Learning Local Feature Relevance for Classification and Clustering (NSF CAREER Award)
Pattern classification is a broad research area with numerous applications ranging from science, engineering, target marketing,
medical diagnosis and electronic commerce to weather forecast based on satellite imagery. While pattern classification has shown
promise in many areas of practical significance, it faces difficult challenges posed by real world problems, of which the most
pronounced is the curse of dimensionality.
The emphasis of this project is on the design of novel classification and clustering
techniques to mitigate the curse of dimensionality and reduce bias, by estimating feature relevance and selecting features accordingly.

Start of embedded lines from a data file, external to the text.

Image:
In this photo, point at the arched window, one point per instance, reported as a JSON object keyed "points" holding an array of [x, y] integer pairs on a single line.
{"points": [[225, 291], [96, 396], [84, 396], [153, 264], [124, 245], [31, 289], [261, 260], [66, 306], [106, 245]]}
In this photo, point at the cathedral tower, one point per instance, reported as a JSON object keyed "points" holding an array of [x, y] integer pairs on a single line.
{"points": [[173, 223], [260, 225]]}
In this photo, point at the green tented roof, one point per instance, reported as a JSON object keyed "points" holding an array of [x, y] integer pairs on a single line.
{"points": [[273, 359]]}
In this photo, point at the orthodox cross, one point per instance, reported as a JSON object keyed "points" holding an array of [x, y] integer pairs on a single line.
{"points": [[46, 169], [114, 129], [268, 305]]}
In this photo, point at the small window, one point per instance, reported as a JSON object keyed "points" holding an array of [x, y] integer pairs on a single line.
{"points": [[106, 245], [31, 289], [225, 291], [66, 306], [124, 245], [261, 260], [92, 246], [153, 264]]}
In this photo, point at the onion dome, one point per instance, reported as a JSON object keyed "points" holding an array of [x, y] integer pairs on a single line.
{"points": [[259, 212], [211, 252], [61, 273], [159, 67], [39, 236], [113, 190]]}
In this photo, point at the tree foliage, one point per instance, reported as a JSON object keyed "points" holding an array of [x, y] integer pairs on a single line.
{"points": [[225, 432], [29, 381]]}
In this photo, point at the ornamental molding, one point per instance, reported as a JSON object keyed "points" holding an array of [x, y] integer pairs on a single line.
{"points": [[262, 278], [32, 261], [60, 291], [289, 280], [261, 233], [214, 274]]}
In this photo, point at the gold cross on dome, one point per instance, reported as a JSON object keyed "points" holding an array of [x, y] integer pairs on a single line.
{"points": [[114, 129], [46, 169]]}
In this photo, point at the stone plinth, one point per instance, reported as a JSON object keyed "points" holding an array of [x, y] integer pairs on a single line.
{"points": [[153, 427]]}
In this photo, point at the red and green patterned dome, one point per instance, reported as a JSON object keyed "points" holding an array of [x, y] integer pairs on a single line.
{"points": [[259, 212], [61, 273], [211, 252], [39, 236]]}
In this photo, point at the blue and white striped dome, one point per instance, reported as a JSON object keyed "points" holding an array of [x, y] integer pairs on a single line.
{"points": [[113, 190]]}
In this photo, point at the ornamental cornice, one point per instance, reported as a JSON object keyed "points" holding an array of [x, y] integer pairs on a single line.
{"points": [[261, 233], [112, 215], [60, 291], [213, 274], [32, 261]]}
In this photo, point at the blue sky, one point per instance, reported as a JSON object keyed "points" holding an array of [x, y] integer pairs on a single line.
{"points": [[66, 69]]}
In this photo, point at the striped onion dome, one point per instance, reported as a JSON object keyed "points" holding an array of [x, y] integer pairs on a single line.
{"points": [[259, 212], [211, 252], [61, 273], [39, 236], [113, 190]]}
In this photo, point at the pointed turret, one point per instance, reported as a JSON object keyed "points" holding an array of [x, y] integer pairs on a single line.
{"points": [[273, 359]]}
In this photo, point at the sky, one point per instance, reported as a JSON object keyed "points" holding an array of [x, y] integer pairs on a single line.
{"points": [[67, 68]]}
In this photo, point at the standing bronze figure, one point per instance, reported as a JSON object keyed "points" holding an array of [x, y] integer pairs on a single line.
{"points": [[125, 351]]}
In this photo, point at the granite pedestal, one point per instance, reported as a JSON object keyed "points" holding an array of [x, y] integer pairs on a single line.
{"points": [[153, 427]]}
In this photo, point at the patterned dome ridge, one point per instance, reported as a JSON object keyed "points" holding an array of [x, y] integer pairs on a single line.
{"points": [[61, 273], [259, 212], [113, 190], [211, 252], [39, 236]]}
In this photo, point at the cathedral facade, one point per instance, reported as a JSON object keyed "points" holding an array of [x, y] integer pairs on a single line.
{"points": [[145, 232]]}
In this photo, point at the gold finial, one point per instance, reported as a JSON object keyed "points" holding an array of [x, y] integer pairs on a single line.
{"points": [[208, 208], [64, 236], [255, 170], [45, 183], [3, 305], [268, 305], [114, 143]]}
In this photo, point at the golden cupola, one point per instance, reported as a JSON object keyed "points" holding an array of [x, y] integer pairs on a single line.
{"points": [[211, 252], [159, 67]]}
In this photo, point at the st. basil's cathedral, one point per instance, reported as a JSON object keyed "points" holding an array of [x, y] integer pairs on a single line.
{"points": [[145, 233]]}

In particular, this project has the following specific and measurable objectives: (1) Develop non-linear and flexible metrics for
distance-based classifiers via kernel methods; (2) Construct effective ensembles by exploiting local feature relevance to perform
adaptive sampling in feature space. This approach takes advantage of the high dimensionality of the data; (3) Develop adaptive
metrics for subspace clustering by measuring local correlation of data with respect to different dimensions.
Almost all problems
of practical interest are high dimensional. Thus, our research will have significant impact in fields and applications as diverse as
bioinformatics, security and intrusion detection, information and image retrieval. Our collaborative effort with biologists for the
analysis of microarray data has the potential to contribute new data mining techniques for the HIV genomic knowledge domain,
which will eventually lead to customized diagnosis and treatment of AIDS.